US luxury hotel groups return emergency COVID funds amid controversy

by | 18 May 2020 | General News

The skyline of Austin, Texas. (Photo from Pixabay)

Three Texas hotel groups linked to hotelier Monty Bennett return relief funds following controversy over eligibility for bailouts.

A trio of hotels in Texas returns $59m in Paycheck Protection Program (PPP) relief funding after Monty Bennett, a hotelier linked to all three luxury companies, said he would not turn back the money. The payback comes amid controversial bailouts to bigger corporate hospitality groups, while smaller brands and independent operators are struggling to get financial relief. We find out more.

PPP funding controversy

The US government has been the subject of scrutiny for its handling of the current and ongoing coronavirus crisis. From instructions by the president to disinfect the body with bleach to stimulus packages said to favour big corporations instead of small businesses, there is no shortage of fodder to pour over when it comes to COVID-19 and its myriad fallouts in the United States.

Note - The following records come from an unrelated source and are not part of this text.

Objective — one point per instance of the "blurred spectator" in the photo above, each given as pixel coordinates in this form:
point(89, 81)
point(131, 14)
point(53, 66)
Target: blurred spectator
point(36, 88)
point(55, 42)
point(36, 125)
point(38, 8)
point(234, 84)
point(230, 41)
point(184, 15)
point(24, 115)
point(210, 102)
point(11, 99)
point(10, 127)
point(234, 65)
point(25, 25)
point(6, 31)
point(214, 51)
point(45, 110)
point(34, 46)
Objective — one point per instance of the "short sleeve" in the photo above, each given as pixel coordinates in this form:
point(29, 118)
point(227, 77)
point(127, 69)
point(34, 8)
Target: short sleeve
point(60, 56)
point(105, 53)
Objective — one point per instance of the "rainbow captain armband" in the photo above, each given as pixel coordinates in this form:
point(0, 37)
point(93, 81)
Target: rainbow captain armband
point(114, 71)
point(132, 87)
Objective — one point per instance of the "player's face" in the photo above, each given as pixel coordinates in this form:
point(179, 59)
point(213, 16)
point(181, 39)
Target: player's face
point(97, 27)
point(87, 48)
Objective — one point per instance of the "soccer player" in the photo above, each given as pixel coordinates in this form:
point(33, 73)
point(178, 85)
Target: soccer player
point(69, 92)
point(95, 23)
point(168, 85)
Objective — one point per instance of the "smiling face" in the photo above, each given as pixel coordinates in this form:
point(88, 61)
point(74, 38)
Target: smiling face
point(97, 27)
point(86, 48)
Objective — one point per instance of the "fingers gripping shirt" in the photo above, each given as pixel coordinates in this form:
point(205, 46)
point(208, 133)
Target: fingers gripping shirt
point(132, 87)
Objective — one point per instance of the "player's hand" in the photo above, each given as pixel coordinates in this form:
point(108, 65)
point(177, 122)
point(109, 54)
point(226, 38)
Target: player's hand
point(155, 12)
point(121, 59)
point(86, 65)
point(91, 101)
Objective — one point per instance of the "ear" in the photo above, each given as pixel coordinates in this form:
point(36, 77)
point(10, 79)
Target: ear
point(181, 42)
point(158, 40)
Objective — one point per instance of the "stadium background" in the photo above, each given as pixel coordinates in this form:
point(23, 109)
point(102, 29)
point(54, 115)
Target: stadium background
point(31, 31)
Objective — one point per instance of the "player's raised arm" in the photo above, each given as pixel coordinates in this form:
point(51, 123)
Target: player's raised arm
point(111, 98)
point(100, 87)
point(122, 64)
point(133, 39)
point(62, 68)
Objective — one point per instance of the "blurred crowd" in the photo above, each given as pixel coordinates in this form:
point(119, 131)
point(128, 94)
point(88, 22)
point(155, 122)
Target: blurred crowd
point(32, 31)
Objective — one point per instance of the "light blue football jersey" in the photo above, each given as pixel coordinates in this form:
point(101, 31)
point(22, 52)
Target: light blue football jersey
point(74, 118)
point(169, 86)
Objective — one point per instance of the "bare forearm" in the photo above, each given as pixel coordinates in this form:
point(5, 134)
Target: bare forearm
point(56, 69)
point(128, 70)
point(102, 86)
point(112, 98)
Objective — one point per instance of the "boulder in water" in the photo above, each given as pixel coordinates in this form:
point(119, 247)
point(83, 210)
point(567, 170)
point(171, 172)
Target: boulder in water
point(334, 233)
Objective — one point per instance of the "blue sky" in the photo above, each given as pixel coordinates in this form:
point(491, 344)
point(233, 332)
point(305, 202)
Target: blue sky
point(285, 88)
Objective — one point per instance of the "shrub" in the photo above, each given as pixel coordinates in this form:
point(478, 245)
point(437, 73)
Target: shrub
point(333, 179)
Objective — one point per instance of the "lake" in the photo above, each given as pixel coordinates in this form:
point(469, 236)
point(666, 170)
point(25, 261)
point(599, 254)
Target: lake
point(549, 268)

A group of luxury hotels in Texas recently became embroiled in the coronavirus controversy when they decided, amid significant national pressure, to return PPP funding to the tune of $59m, despite comments by hotelier Monty Bennett, to whom each of the groups is linked, saying that he would not turn back the relief money. The groups in question were Ashford Inc., Ashford Hospitality Trust and Braemar Hotels & Resorts, and the loans in question would have been bestowed as part of the government’s $2tn stimulus package aimed at bolstering the economy during the pandemic.

Compliance issues

The groups released a statement addressing their return of the funds on the same day that the New York Times ran a front-page story about the Ashford group’s operations. The statement said that the return of the Payment Protection Package loan was due to “the agency’s recently changed rules and inconsistent federal guidance that put the companies at compliance risk.”

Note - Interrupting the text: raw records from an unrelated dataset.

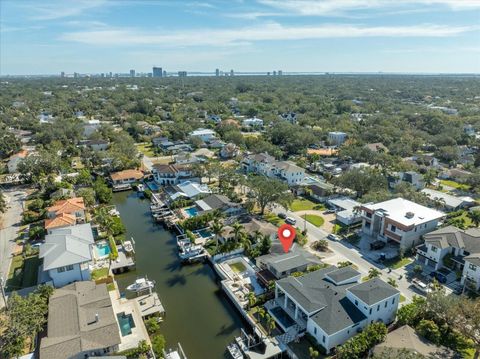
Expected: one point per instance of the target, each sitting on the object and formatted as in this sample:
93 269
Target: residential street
345 252
9 225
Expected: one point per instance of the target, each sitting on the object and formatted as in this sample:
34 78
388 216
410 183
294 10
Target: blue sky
91 36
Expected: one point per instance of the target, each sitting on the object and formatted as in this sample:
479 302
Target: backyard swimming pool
126 323
192 211
103 249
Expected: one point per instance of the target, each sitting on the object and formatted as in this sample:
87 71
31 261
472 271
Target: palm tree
474 217
373 273
217 229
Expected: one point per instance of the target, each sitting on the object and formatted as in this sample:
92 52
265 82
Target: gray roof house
221 203
81 323
331 305
66 254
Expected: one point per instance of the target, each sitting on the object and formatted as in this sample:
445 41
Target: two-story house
331 305
455 248
74 207
171 174
67 254
398 221
264 164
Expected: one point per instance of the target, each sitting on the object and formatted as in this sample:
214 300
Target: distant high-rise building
157 72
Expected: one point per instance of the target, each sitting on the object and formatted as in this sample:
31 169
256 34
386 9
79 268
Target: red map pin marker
286 234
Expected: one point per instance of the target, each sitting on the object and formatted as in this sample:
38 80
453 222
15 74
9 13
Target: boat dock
150 304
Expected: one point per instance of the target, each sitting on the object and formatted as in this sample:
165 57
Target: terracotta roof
126 174
62 220
67 206
322 151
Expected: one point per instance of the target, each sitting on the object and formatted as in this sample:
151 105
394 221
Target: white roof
192 189
450 200
398 208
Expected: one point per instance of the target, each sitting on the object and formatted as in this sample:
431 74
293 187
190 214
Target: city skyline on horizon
253 36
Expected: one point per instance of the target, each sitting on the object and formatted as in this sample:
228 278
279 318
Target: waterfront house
126 177
72 206
204 134
407 339
331 305
81 323
337 138
399 221
264 164
449 202
221 203
66 254
454 248
347 210
171 174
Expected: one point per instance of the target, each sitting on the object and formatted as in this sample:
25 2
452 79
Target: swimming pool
192 211
126 323
283 317
103 249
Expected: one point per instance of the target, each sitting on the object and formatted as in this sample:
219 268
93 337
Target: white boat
190 252
128 246
235 351
141 284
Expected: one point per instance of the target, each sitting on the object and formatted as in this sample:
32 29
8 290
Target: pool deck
129 307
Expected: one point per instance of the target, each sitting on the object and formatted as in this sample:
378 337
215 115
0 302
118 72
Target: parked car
442 278
333 237
377 245
291 221
421 286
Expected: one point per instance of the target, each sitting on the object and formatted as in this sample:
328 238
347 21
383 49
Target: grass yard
456 185
303 204
23 272
99 273
396 263
238 267
146 149
314 219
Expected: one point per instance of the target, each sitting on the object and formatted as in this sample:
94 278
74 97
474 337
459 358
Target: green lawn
99 273
23 272
460 186
146 149
314 219
302 204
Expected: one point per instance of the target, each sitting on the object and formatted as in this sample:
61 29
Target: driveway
344 251
9 226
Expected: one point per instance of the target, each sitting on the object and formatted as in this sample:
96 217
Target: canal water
199 315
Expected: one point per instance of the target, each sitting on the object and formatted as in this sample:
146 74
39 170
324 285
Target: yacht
141 284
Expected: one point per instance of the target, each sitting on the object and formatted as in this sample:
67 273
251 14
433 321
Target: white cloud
266 32
341 7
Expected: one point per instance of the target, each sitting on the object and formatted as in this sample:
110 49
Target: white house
204 134
253 122
399 221
455 248
331 305
67 253
266 165
171 174
337 138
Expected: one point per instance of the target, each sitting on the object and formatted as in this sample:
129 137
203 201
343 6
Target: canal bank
199 314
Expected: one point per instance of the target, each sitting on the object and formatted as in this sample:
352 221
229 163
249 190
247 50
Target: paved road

Further to this, Monty Bennett also released a statement, saying, “The hotel industry has been devastated by the COVID-19 pandemic and resulting National Emergency. Hotel industry executives met with the Administration at the White House on March 17, 2020, to plead for help for our industry. We are disappointed that, in an abundance of caution to avoid any risk of non- compliance with the changed PPP rules, our actions mean that our employees, vendors, communities and others in need will not benefit from the PPP as Congress intended. We call on Congress, the Treasury Department and the Federal Reserve to provide assistance to the hotel industry to protect jobs and asset values that have been severely impaired as a result of the pandemic and the government’s actions that have followed.”

Small business struggles

While Bennett’s comments seem to suggest that his affiliated groups have returned the funding because it wouldn’t be able to be allocated in an appropriate way, many factions in the US have come out to say that unaffected organisations shouldn’t be eligible to apply for PPP funding as it would take away from monies that could be allocated to keep smaller businesses (those less likely to survive this economic crash) afloat.

U.S. Travel Association and the American Hotel & Lodging Association and Democratic presidential nominee Joe Biden both weighed in on the issue, and following mounting pressure, the three groups finally agreed to return the funds, despite Bennett’s comments.